Voidsphere are nothing if not consistent. Like its predecessors, their fourth paean to the void, To Sense | To Perceive contains two twenty minute tracks, haunting melodies woven through the chaos. Void - 4, Mankind - 0.



While most of the bands that emerge from the PK fold can be described as "avant garde" or "atmospheric", Pharmakeia employs very little of either. Ternary Curse, their second album, verges on war metal with its speed and stubborn refusal of melody. Single-minded in its pursuit of total darkness.

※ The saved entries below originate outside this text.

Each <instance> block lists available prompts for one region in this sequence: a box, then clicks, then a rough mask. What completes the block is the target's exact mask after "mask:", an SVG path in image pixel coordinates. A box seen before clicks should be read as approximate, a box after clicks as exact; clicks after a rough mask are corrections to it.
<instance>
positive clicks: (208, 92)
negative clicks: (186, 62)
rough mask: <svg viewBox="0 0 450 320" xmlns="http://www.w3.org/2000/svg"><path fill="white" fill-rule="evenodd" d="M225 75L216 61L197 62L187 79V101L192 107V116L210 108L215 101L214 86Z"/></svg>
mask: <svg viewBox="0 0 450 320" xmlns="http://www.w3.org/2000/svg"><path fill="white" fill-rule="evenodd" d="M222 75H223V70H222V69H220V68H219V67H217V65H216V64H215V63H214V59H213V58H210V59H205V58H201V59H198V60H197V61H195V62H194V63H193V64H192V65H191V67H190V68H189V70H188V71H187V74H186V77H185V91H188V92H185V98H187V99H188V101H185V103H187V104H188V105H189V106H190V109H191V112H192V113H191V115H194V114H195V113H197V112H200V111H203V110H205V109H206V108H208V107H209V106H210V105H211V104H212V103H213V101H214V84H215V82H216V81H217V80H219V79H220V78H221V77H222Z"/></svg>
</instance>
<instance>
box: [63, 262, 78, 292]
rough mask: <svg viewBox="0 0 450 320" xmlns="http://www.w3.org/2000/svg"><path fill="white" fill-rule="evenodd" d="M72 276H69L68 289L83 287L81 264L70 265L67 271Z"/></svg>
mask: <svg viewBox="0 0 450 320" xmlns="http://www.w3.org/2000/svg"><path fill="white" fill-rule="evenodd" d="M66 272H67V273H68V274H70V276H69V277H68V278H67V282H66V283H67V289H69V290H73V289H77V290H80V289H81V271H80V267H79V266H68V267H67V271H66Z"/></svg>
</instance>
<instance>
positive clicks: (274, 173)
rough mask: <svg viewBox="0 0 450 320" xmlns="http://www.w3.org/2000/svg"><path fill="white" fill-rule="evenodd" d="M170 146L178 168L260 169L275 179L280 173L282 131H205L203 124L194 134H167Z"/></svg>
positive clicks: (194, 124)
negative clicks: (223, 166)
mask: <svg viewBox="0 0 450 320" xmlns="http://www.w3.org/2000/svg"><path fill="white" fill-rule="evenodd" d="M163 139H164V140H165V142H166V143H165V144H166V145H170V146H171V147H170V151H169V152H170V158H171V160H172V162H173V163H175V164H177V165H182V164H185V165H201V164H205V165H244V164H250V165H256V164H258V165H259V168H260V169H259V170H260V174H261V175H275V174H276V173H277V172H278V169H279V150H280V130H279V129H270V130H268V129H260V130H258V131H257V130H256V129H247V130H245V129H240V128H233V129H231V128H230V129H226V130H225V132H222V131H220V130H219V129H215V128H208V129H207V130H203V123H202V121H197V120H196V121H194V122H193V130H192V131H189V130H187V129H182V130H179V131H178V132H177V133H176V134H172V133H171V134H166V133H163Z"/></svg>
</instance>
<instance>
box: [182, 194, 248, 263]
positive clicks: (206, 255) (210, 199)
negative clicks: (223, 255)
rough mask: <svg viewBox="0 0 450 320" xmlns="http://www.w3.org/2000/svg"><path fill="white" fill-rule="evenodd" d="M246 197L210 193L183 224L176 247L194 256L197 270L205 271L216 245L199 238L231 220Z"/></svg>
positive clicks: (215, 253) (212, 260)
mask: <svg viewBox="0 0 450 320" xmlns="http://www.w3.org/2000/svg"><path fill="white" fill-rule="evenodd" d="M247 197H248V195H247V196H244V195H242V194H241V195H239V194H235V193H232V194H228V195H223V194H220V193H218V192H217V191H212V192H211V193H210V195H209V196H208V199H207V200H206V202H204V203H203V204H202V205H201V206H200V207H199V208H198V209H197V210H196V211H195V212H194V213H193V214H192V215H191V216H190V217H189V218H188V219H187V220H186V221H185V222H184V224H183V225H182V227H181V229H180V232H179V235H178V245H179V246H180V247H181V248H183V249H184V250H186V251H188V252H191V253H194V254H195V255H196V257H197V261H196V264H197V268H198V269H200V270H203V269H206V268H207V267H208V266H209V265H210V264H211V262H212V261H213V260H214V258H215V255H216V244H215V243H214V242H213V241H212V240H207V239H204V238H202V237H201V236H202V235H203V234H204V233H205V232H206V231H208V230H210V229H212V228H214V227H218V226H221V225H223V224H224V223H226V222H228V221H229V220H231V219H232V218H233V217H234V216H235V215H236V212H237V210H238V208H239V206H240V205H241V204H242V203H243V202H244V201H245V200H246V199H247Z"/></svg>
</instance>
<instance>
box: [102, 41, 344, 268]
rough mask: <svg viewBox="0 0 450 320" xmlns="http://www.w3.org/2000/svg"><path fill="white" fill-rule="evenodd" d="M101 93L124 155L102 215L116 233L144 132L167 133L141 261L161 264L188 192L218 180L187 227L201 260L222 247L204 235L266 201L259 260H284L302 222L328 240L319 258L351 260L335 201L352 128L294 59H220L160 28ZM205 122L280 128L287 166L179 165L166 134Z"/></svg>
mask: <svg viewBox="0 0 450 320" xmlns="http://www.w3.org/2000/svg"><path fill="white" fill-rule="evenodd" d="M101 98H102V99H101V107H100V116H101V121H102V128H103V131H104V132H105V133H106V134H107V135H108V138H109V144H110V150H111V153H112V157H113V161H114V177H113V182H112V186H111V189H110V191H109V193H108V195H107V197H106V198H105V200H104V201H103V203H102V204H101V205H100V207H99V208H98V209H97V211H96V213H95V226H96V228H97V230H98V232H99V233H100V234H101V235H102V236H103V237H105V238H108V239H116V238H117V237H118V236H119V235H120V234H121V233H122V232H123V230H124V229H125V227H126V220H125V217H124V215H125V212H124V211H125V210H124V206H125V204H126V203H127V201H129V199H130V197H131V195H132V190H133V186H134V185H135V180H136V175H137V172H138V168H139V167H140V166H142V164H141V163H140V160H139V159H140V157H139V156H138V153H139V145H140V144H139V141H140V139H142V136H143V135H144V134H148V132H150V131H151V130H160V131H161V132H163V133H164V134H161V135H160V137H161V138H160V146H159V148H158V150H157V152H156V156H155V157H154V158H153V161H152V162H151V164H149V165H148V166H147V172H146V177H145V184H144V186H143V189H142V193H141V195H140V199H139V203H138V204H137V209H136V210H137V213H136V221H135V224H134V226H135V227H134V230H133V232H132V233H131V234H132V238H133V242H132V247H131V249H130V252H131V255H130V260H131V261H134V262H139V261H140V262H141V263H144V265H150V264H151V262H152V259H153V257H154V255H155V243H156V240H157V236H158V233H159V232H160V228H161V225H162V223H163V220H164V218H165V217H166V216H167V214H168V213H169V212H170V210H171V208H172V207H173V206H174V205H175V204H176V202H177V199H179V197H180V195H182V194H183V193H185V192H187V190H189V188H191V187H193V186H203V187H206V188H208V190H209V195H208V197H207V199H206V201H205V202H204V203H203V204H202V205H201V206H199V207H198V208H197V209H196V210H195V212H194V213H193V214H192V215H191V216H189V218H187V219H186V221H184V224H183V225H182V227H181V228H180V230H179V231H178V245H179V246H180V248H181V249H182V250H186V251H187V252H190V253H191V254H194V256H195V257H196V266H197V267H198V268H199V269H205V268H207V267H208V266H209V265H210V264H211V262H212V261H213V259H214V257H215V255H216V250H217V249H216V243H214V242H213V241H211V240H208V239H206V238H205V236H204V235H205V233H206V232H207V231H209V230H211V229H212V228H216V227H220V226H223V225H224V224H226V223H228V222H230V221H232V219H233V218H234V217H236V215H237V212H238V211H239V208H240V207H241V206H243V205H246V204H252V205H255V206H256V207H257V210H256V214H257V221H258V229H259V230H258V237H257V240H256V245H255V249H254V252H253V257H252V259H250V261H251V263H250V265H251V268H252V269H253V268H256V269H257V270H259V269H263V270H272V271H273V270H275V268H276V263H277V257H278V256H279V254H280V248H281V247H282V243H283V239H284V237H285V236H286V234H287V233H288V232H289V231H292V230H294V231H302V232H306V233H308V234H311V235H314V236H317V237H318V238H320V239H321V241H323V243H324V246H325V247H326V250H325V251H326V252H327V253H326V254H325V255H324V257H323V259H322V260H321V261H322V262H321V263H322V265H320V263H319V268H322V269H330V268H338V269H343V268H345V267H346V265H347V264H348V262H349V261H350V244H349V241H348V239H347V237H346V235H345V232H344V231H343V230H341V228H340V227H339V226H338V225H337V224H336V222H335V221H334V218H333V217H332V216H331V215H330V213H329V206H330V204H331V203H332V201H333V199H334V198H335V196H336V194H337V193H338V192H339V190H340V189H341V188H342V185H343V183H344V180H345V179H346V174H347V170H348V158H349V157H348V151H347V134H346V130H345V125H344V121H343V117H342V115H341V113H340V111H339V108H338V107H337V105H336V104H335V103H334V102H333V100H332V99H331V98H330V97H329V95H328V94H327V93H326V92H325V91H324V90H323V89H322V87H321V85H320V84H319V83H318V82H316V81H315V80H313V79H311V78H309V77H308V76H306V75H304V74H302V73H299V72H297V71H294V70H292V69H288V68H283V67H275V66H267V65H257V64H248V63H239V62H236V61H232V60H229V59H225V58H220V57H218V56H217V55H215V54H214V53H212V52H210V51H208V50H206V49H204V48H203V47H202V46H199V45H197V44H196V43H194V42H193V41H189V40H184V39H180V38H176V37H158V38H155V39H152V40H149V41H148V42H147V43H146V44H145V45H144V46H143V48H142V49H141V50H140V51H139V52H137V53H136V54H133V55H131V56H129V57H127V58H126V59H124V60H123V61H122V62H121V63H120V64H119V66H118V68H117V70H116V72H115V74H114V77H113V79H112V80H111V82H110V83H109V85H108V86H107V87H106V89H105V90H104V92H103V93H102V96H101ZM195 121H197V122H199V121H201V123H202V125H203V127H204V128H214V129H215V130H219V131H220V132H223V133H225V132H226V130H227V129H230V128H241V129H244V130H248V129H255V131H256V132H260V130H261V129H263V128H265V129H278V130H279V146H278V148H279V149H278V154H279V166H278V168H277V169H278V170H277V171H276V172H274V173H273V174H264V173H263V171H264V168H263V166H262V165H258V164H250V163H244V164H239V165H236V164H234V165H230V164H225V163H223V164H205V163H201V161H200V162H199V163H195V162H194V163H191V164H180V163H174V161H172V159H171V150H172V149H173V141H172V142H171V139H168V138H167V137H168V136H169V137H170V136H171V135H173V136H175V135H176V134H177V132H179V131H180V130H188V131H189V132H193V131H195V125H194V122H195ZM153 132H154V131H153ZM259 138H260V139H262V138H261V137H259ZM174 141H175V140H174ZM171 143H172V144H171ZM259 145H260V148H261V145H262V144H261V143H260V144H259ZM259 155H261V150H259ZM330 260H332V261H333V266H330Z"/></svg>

The latest release from Arkhtinn sees the Prava mainstay sharing space (no pun intended) with American cosmic black metal entity Starless Domain. Arkhtinn's contribution to the split, "Astrofobia", employs John Carpenter-esque synths and four on the floor beats, adding some new tools to Arkhtinn's usual style of atmospheric black metal. On their end, Starless Domain keep their black metal simple with minimalist melodies and hypnotic repetition (and a looped shriek that, frankly, quickly gets tiresome).



Following up the overpowering Soulmare EPs, the second Mahr album sees the project returning to the relative normalcy (for them at least) of 10 minute songs. The aptly titled Maelstrom is a throwback to a time when death and black metal were an impressionistic experience - good luck trying to identify and isolate riffs or lyrics in this reverb-heavy cacophony. But if you're looking to relive the worst fever-drenched drug trip of your life, jump right in.



Not affiliated with the Fallen Empire, Mystískaos, or Prava Kollektiv camps (as far as I know), German project Imperceptum nonetheless shares many similarities - namely, a fondness for atmosphere, dissonance, and songs that stretch into infinity. At its fastest, Entity of Undead Stars (the project's seventh release in four years) replicates the lo-fi obnoxiousness of a second wave rehearsal demo, complete with cymbals dominating the mix, and guitars that are more suggested than recorded. But when the songs slow down to a crawl, the project really comes into its own, emulating the austere death/doom/drone of Ego Depths and Sol.



Yet another project from Déhà (of Slow and DoC friends Acathexis), Silver Knife sees the prolific Belgian multi-instrumentalist collaborating with members of the clandestine Dutch black metal collective Haeresis Noviomagi. As could be expected from the pairing, UNYIELDING / UNSEEING is an enjoyable melodic shoegazing black metal, with the occasional forlorn classical guitar interlude breaking up the icy chord progressions.



Formed by two members of Italian sludge band Grime, Affliction Vector goes to the opposite extreme. The duo's 5 song debut Death Comes Supreme is a storming slice of black/death/thrash, with some nice ride cymbal work guiding the chaos.



I don't think anyone made doom drone as heavy (or as well) as New Zealand's Black Boned Angel. BBA's mainman Campbell Kneale has made a number of releases available for free on his Bandcamp page, including the albums The Endless Coming Into Life and Bliss and Void Inseparable, as well as his collaboration with Nadja. Hours of soul crushing fun.